I would like to create a new variable age_pb2
that shows the age at which a value of 2 first occurred in pub
. For example, for individual x, age_pb2
will equal age3
if the first time a value of 2 is scored is in pub3
I have tried modifying previous code but not had much luck.
library(tidyverse)
#Example data
N <- 2000
data <- data.frame(id = 1:2000,age1 = rnorm(N,6:8),age2 = rnorm(N,7:9),age3 = rnorm(N,8:10),
age4 = rnorm(N,9:11),age5 = rnorm(N,10:12),pub1 = rnorm(N,1:2),pub2 = rnorm(N,1:2),
pub3 = rnorm(N,1:2),pub4 = rnorm(N,1:2),pub5 = rnorm(N,1:2))
data <- data %>% mutate_at(vars(starts_with("pub")), funs(round(replace(., .< 0, NA), 0)))
#New variable showing first age at getting a score of 2 (doesn't work)
i1 <- grepl('^pub', names(data)) # index for pub columns
i2 <- grepl('^age', names(data)) # index for age columns
data[paste0("age_pb2")] <- lapply(2, function(i) {
j1 <- max.col(data[i1] == i, 'first')
j2 <- rowSums(data[i1] == i) == 0
data[i2][cbind(seq_len(nrow(data)), j1 *(NA^j2))]
})
Upvotes: 0
Views: 561
Reputation: 383
set.seed(1)
N <- 2000
data <- data.frame(id = 1:2000,age1 = rnorm(N,6:8),age2 = rnorm(N,7:9),age3 = rnorm(N,8:10),
age4 = rnorm(N,9:11),age5 = rnorm(N,10:12),pub1 = rnorm(N,1:2),pub2 = rnorm(N,1:2),
pub3 = rnorm(N,1:2),pub4 = rnorm(N,1:2),pub5 = rnorm(N,1:2)) %>%
mutate_at(vars(starts_with("pub")), funs(round(replace(., .< 0, NA), 0))) %>%
mutate(age_pb2 = eval(parse(text = paste0("age", which.min(apply(select(., starts_with("pub")), 2, function(x) which(x == 2)[1]))))))
The way it works, you apply
over the pubs columns and take with which(x == 2)[1]
the first matched row per column, then take the which.min
to get the column index number (of pub respectively age) which you then paste
with "age" to assign (using eval(parse(text = variable name))
) the respective column.
E.g. here after apply
you get
[pub1 = 2, pub2 = 1, pub3 = 2, pub4 = 4, pub5 = 2]
which is the first occurrence of 2 per column.

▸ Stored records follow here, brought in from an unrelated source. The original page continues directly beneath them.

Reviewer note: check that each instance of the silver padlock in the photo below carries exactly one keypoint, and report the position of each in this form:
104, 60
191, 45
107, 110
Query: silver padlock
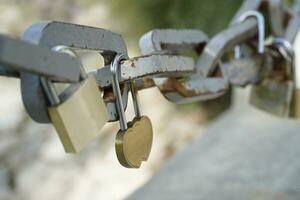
78, 113
274, 92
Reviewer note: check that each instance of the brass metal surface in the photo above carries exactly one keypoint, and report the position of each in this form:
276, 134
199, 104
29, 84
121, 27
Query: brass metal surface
79, 119
134, 145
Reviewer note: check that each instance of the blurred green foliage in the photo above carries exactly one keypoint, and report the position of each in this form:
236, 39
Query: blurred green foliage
141, 16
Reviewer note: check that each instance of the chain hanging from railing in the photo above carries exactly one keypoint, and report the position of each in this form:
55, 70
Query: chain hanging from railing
242, 54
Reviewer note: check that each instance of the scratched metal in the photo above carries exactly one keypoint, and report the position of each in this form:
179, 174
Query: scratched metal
188, 89
147, 67
53, 34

The earliest (which.min
) occurrence is for the second pub column, thus index is 2
. This pasted with "age" and eval parsed to mutate.
EDIT
It is probably more convenient to do it in a for loop for all age_pbi, or there is an easy solution in dplyr
that I am not aware of.
for (i in 1:5) {
index <- which.min(apply(select(data, starts_with("pub")), 2, function(x) which(x == i)[1]))

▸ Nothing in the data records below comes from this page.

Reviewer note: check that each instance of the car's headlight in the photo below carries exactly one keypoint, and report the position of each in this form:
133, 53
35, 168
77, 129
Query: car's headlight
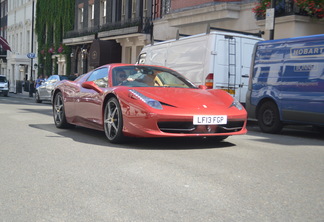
149, 101
236, 104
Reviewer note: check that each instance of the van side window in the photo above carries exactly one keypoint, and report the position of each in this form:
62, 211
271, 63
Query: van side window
100, 77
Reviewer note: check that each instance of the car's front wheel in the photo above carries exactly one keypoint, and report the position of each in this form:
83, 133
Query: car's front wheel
59, 112
113, 121
268, 118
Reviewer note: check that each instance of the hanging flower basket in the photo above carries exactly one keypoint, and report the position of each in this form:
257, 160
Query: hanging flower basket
260, 9
312, 8
60, 49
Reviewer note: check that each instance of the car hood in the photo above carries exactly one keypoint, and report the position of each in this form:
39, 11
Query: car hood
188, 98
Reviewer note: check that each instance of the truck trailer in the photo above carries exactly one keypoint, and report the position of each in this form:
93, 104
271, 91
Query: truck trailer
217, 59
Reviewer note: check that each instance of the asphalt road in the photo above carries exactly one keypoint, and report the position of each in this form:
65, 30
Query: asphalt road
50, 174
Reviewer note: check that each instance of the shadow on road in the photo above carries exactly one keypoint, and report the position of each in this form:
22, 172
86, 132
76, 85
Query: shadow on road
93, 137
290, 135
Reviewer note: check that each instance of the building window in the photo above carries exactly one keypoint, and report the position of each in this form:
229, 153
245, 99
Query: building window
103, 11
80, 17
91, 15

data[ ,paste0("age_pb", i)] <- data[ ,paste0("age", index)]
}
Note however, that which.min
takes the first minimum. E.g. pub1 and pub2 both have a 1 in the first row, so the above approach assigns age1 to age_pb1 whereas it could be age2 as well. I don't know what you want to do with this, so can't say what is a better option.
Upvotes: 1